With technologies like Halide to generate much of the low-level software that runs on the FPGA, the MyCaffe plug-n-play architecture is well suited to support a new low-level DLL designed specifically for FPGA devices.

Not only does adding FPGA support expand the reach of the MyCaffe AI Platform to the potential future of AI, it does so for over 6.2 million C# developers world-wide [9].

The SignalPop AI Designer

Combining the plug-n-play design of MyCaffe with the visual editing and debugging features of The SignalPop AI Designer can dramatically reduce the complexity of building AI solutions in general and specifically can make it easier develop such solutions for FPGA devices.

Visual Editing

Typically AI models are developed either using a text-based script that describes the model, or by programmically constructing the model by linking one layer to another. The SignalPop AI Designer transforms the prototxt model descriptions (used by the original CAFFE [10] open-source platform) into a visual representation of the model that allows for easy parameter changing, one-click help, and live debugging.

Developers can easily switch between the visual editor and text script editor and when the model is saved, the final model descriptor prototxt is produced.

Easy Transfer Learning

After constructing the AI model, developers can easily import weights from other pre-trained models for quick transfer learning.

Weights can be imported from models in the ONNX or native CAFFE file formats.

Visual Model Debugging

The SignalPop AI Designer allows visualization of the trained weights, locating bottlenecks, inspecting individual layers and visualizing the data that flows between layers are all key aspects to debugging complex AI models.

By allowing easy weight visualizations, the developer can quickly see if the expected weights are loaded during training.

During training, developers can optionally view the data as it flows through the network in the Debug window and observe the timing of each layers forward and backward pass thus easily showing the designer where the network’s bottlenecks are.

Right clicking on a debug layer while training allows for easy embedding visualization using the TSNE algorithm.

Right clicking on a model layer link while training allows the designer to see the actual data flowing between the layers on both the forward and backward passes.

Summary

The MyCaffe AI Platform gives the AI developer flexibility to target different hardware platforms while the SignalPop AI Designer provides an easy to use visual development environment.

Combining these two offers an AI platform uniquely suited for creating customized solutions and is perfectly positioned for future generations of FPGA AI challenges that may soon supersede the GPU solutions of today.

If you are an FPGA manufacturer searching for an AI software solution that makes AI programming easier, contact us for we would like to work with you!

[1] Intel, FPGA vs.

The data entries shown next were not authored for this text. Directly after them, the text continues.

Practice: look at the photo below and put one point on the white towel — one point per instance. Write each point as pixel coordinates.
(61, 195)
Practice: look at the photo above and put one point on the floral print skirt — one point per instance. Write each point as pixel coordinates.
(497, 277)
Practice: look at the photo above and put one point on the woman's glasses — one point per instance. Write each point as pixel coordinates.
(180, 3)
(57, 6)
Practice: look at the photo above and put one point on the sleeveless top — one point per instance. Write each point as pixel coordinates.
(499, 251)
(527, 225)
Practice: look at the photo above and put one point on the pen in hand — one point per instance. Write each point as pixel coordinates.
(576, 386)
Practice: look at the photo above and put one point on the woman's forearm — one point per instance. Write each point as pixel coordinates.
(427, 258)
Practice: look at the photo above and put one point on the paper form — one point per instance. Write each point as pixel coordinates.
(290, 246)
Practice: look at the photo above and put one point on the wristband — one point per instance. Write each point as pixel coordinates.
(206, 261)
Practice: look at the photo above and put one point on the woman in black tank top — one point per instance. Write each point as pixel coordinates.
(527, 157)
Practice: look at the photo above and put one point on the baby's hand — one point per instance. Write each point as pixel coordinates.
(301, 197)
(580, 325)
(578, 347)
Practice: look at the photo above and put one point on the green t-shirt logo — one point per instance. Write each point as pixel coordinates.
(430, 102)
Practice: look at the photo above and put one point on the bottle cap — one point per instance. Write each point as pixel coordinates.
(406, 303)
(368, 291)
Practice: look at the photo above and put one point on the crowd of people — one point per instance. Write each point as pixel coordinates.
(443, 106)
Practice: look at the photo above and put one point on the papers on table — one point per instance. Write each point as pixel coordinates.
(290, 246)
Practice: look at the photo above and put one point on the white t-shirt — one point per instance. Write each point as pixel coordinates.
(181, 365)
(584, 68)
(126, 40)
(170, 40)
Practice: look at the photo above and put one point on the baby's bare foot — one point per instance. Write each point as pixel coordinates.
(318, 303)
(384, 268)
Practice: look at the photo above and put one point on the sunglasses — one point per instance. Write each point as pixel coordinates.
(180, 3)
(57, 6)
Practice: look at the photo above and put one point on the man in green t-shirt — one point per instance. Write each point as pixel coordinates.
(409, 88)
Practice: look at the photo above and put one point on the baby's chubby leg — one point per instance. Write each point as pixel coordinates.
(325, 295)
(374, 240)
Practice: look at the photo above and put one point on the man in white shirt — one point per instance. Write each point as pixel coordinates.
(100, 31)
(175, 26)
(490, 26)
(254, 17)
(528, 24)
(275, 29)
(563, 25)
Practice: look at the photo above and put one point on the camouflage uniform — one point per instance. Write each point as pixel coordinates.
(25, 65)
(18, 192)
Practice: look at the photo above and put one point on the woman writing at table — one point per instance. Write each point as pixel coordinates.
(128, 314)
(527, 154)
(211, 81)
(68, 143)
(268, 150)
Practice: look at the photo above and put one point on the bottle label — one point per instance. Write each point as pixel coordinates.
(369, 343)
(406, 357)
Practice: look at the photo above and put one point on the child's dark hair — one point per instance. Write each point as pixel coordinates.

GPU for Deep Learning, 2020.

[2] Micron Technology, Micron and Achronix Deliver Next-Generation FPGAs Powered by High Performance GDDR6 Memory for Machine Learning Applications, 2018.

[3] HCL Technologies, Edge Computing using AI Accelerators, 2020.

[4] Ashwin Singh, Hardware for Deep Learning: Known Your Options, Towards Data Science, 2020.

[5] George Leopold, Micron Deep Learning Accelerator Gets Memory Boost, Interprise AI, 2020.

[6] Huimin Li, Xitan Fan, Wei Cao, Xeugong Wei and Lingli Wang A high performance FPGA-based accelerator for large-scale convolutional neural networks, IEEE, 2016.

[7]Xuan Yang, Mingyu Gao, Qiaoyi Liu, Jeff Ou Setter, Jing Pu, Ankita Nayak, Steven E. Bell, Kaidi Cao, Heonjae Ha, Priyanka Raina, Christos Kozyrakis and Mark Horowitz, Interstellar: Using Halide’s Scheduling Language to Analyze DNN Accelerators, arXiv 1809.04070, 2018, 2020.

[8] Dave Brown MyCaffe: A Complete C# Re-Write of Caffe with Reinforcement Learning, arXiv:1810.02272, 2018.

[9] DAXX How Many Software Developers Are in the US and the World, 2020.

[10] Yangqing Jia, Evan Shelhamer, Jeff Donahue, Sergey Karayev, Jonathan Long, Ross Girshick, Sergio Guadarrama and Trevor Darrell Caffe: Convolutional Architecture for Fast Feature Embedding, arXiv:1408.5093v1, 2014.